In the case of content strategy, skipping strategic steps up front will always dilute the end result. If you are presented with a supervisor who wants to “ala carte” your content strategy project, here is your defense:
Frequent excuse for skipping: ”We already have marketing goals established. We don’t need another set of goals?”
Why it can’t be skipped: Marketing goals often cover umbrella ideas for all initiatives. But as a result, they do not offer tactical aspirations when it comes to something as complex as content. That being said, content goals should always take the lead from marketing goals, and translate them to relevant applications. “If we want to accomplish x, then our content online must do y.” Content goals also have great longevity: you can hand them to any good content writer down the road, and they’ll have their marching orders.
Frequent excuse for skipping: ”It takes too much time. Can’t we just audit 20 pages and be done with it?”

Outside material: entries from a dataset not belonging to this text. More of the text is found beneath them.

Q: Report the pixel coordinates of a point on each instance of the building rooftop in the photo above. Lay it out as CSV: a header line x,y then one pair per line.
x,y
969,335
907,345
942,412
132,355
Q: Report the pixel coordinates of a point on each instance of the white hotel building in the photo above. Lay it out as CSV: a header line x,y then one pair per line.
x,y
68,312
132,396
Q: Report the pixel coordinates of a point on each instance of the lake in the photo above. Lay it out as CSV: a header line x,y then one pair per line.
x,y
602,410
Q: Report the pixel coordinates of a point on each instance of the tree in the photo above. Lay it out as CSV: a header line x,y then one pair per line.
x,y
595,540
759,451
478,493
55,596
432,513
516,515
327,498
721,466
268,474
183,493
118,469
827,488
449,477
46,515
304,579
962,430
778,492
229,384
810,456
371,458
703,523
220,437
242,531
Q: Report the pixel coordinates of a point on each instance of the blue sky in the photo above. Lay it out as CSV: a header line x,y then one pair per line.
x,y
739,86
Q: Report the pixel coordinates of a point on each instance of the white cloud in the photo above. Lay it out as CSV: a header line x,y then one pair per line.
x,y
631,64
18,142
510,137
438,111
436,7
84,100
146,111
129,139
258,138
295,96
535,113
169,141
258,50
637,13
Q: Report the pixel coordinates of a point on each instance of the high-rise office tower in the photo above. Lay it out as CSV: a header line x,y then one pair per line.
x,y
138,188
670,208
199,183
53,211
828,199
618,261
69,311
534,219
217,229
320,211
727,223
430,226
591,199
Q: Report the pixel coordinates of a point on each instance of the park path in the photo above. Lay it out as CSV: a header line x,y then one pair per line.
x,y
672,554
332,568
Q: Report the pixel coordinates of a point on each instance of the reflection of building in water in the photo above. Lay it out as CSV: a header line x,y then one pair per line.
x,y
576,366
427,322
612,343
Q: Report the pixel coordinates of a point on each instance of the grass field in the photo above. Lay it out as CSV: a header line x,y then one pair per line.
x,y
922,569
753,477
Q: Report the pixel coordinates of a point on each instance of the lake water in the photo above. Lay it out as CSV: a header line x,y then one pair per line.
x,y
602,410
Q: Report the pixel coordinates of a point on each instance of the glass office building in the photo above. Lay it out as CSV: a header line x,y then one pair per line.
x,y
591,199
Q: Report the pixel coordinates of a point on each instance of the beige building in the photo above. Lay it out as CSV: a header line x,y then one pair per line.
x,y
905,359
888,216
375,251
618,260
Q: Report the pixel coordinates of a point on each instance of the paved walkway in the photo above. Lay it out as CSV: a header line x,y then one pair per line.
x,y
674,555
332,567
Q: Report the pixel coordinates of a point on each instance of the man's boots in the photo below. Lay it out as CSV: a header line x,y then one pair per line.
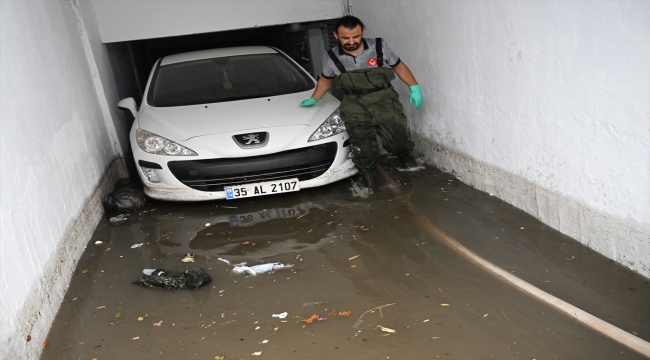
x,y
370,179
408,162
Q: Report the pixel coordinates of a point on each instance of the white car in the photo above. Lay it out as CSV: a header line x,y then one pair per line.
x,y
225,124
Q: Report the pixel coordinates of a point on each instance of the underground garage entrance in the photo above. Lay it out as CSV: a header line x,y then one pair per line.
x,y
424,268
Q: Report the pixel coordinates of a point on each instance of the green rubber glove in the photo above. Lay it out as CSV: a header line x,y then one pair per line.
x,y
416,96
309,102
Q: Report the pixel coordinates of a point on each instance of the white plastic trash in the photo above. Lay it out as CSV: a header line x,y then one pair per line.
x,y
259,269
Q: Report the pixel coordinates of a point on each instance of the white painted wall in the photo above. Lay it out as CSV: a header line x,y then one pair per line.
x,y
58,157
545,104
124,20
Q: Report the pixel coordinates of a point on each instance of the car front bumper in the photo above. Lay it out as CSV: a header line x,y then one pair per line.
x,y
203,179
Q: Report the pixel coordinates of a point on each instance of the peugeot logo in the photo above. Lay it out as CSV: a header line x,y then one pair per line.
x,y
251,140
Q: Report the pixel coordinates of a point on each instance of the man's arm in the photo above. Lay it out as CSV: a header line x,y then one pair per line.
x,y
322,86
405,74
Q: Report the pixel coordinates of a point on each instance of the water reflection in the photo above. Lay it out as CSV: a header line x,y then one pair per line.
x,y
245,236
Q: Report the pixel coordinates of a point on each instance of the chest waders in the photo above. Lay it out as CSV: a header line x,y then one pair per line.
x,y
369,108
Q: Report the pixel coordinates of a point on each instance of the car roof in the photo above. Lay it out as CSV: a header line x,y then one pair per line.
x,y
214,53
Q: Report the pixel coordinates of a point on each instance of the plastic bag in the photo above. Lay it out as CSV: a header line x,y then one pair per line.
x,y
242,270
190,279
125,199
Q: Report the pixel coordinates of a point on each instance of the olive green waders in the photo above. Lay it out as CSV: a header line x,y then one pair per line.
x,y
369,108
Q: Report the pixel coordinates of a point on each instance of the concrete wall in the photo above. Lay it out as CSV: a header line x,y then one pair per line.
x,y
124,20
59,155
545,104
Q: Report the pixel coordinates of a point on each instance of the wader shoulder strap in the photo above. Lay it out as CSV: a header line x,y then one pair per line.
x,y
337,62
380,53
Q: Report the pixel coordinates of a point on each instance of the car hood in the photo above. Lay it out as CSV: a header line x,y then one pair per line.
x,y
182,123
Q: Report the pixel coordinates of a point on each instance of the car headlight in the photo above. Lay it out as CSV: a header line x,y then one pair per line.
x,y
155,144
332,126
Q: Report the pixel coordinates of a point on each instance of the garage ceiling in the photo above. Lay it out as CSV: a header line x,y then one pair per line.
x,y
125,20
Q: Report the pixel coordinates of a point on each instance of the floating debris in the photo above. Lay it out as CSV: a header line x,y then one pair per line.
x,y
281,315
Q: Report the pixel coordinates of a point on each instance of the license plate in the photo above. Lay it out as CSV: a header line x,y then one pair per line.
x,y
263,188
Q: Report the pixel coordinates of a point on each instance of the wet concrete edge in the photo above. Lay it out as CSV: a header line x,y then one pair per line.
x,y
620,240
46,294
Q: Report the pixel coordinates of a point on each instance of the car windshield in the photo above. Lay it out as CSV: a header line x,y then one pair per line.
x,y
226,79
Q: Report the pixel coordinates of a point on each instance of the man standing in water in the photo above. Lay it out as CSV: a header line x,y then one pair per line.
x,y
363,69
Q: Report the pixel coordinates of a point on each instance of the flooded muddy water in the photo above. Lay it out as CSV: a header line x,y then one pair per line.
x,y
406,293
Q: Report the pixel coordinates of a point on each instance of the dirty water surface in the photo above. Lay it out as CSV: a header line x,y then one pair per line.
x,y
368,281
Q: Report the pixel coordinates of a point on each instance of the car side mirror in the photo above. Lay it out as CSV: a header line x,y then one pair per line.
x,y
128,104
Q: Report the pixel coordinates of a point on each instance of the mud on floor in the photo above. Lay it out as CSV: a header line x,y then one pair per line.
x,y
379,284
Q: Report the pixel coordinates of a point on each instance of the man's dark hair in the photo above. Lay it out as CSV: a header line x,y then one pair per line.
x,y
349,22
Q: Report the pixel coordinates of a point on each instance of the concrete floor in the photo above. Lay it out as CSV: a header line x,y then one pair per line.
x,y
403,271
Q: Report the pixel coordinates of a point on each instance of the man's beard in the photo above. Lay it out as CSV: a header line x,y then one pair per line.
x,y
352,47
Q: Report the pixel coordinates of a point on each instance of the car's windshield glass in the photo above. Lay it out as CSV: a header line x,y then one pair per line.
x,y
226,79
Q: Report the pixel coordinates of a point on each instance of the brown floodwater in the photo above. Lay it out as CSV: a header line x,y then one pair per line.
x,y
408,294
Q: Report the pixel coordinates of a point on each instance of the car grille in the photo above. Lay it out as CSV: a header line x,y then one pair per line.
x,y
214,174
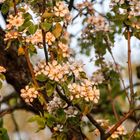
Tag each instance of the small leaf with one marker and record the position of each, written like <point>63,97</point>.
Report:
<point>46,26</point>
<point>61,116</point>
<point>57,30</point>
<point>8,44</point>
<point>41,78</point>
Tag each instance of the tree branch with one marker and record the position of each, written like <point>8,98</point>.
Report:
<point>130,69</point>
<point>88,115</point>
<point>111,131</point>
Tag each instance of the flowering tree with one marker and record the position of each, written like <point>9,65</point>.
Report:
<point>57,90</point>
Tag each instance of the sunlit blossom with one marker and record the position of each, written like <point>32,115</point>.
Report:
<point>61,9</point>
<point>29,94</point>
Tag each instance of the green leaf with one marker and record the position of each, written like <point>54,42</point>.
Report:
<point>57,30</point>
<point>41,78</point>
<point>46,26</point>
<point>27,16</point>
<point>5,8</point>
<point>3,134</point>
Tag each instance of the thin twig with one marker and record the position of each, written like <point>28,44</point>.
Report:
<point>134,131</point>
<point>16,125</point>
<point>30,66</point>
<point>109,133</point>
<point>130,69</point>
<point>94,122</point>
<point>44,33</point>
<point>15,8</point>
<point>109,44</point>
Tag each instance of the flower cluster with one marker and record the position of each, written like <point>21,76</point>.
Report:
<point>2,1</point>
<point>86,90</point>
<point>98,23</point>
<point>2,69</point>
<point>76,67</point>
<point>50,38</point>
<point>119,132</point>
<point>65,51</point>
<point>61,10</point>
<point>98,77</point>
<point>15,21</point>
<point>134,6</point>
<point>37,38</point>
<point>29,94</point>
<point>11,35</point>
<point>86,4</point>
<point>58,127</point>
<point>54,104</point>
<point>56,71</point>
<point>71,111</point>
<point>53,70</point>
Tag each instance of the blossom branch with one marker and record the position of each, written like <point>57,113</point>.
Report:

Why it can’t be skipped: How many websites a day do you visit? And of those, what percent do you bounce from due to a bad user experience, or content that just doesn’t make sense? Exactly. Odds are, your site is turning someone off right now because a link is broken, a navigational path is too convoluted, a typo makes you look sloppy, or a page they thought was about A is actually about B. The point is, none of us have patience when we’re online. The only way to wrap your head around what’s wrong with your content (and how your site supports it) is to allow someone to get in the weeds and start pulling.
Frequent excuse for skipping: ”Now that we know what’s wrong, why don’t we just fix it?”
Why it can’t be skipped: Completing an audit and identifying fixes is just the beginning. And if small fixes are identified — typos, broken links, empty fields — go ahead and get going on them. But an audit isn’t like editing a mid-term paper. The biggest reason for this exercise is to identify overlapping trends across the site that are preventing you from accomplishing your content goals. Often, this goes beyond just the words on a page, and trickles over to design, development and even workflow. Documenting the tactics that will need to be employed — as well as who they involve and in what order they need to be implemented — not only gets everyone on the same page, but its creates an easy-to-follow way forward for everyone.
Frequent excuse for skipping: ”Kale is bitter. I would rather eat dandelions laced with Roundup.”
Why it can’t be skipped: Kale you can skip. I hate kale, too. I’d even ask a Top Chef to substitute it.
The three steps outlined above are just the three most common ones to be jettisoned from my experience, and certainly, every project is different. But content strategy is founded on (a) establishing objectives, (b) evaluating how you are currently meeting (or failing) those objectives, and (c) establishing a corrective course of action. It’s not a three-course meal. It’s a process. Don’t skip any of these steps.